Sarah Highgate, a popular debutante, also feels stifled by London society and her insufferable fiance, so she runs away. She inadvertently ends up at Christian’s lodge, and they wind up stuck in the house together after a snowstorm- alone together.

Nothing happens during their time in the lodge, and Christian goes to great lengths to make sure that Sarah’s reputation is preserved. His wonderful friends (the heroines from the previous books) provide an “alibi” for Sarah and she is able to return to London with an acceptable explanation for her absence.

During their time in the lodge, Sarah gives him Christian some tips about what women are looking for, and he uses this information to transform himself. He is quite popular after his makeover, and captures the attention of many eligible young women. But the only one he wants is Sarah, but she is still engaged to another man.

The Legendary Lord is a wonderful book. I loved the chemistry between Christian and Sarah. This was not a case of “instalove”; their connection built slowly. It was so sweet to see them appreciate the “little things” about each other. There’s a poignant irony in Christian using the information Sarah gave him, only for her to realize that she is falling in love with a man she cannot have.

I loved the unconventionality of this book. The usual trope would have Christian and Sarah discovered together in the lodge, which would force a marriage in order to avoid a scandal. It turns out that the ramifications of nothing happening are far more interesting than a torrid snowbound romance.

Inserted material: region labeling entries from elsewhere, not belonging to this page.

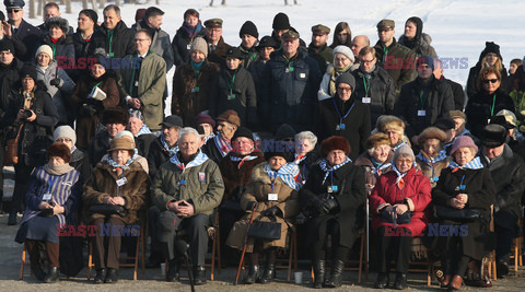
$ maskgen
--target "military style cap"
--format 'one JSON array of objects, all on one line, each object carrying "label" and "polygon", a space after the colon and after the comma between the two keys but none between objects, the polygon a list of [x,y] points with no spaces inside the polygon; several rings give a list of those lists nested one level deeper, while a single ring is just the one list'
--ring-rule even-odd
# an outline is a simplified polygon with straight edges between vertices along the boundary
[{"label": "military style cap", "polygon": [[325,26],[323,24],[317,24],[312,26],[312,33],[315,33],[315,32],[322,32],[323,34],[327,35],[330,33],[330,27]]},{"label": "military style cap", "polygon": [[217,27],[222,28],[222,20],[221,19],[207,20],[205,21],[205,26],[206,28],[217,28]]}]

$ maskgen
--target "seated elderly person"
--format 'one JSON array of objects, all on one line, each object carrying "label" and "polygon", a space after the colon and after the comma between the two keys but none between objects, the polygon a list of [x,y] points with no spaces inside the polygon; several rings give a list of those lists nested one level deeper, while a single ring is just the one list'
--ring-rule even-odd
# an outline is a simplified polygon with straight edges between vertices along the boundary
[{"label": "seated elderly person", "polygon": [[[60,277],[60,238],[57,226],[71,222],[71,215],[80,203],[82,183],[79,180],[80,173],[69,165],[71,154],[67,145],[51,144],[47,150],[47,164],[35,168],[31,174],[25,196],[26,209],[15,241],[25,243],[31,270],[36,279],[52,283]],[[46,246],[47,273],[40,266],[39,242],[44,242]]]},{"label": "seated elderly person", "polygon": [[481,131],[479,156],[489,168],[495,186],[494,229],[497,236],[495,259],[498,278],[509,275],[512,240],[520,236],[517,220],[520,200],[524,190],[525,164],[505,143],[508,131],[497,124],[487,125]]},{"label": "seated elderly person", "polygon": [[[490,171],[476,156],[478,147],[468,136],[457,137],[452,145],[454,161],[441,172],[438,185],[432,189],[432,201],[440,224],[466,225],[467,234],[450,233],[444,242],[442,256],[442,288],[459,290],[467,266],[480,261],[494,248],[489,234],[490,206],[495,200],[495,188]],[[440,211],[441,210],[441,211]],[[466,210],[471,217],[462,215]],[[489,280],[490,281],[490,280]]]},{"label": "seated elderly person", "polygon": [[196,129],[180,129],[179,151],[161,165],[151,187],[153,202],[161,210],[158,237],[170,260],[167,281],[176,280],[178,256],[175,242],[177,231],[186,230],[195,284],[206,283],[206,230],[209,215],[221,203],[224,183],[219,166],[200,151],[199,143]]},{"label": "seated elderly person", "polygon": [[416,157],[409,145],[394,152],[392,171],[377,179],[370,208],[374,219],[372,229],[376,238],[376,289],[388,287],[390,262],[396,262],[394,288],[407,288],[408,262],[412,237],[427,227],[427,206],[431,201],[429,179],[416,167]]},{"label": "seated elderly person", "polygon": [[[316,289],[338,288],[350,248],[357,237],[357,214],[366,198],[364,172],[348,157],[350,145],[332,136],[320,143],[323,160],[314,166],[301,189],[307,218],[306,243],[312,246]],[[331,275],[325,280],[326,242],[331,235]]]}]

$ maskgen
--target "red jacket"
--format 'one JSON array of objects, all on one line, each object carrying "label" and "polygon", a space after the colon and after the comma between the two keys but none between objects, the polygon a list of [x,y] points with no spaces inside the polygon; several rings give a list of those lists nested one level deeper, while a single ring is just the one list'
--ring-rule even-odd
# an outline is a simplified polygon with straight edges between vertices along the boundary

There are hijinks aplenty throughout the book, including the reappearance of the infamous Mrs. Bunbury. Bowman also introduces us to some new characters, and I saw hints for at least two more books in the series.

I would absolutely recommend The Legendary Lord. This book functions well as a standalone, but I do think that reading some of the other books in the series first will give the reader a greater sense of appreciation for Christian’s story. I am looking forward to reading more of Valerie Bowman’s books, and I can’t wait to see who will be matched up in the next book!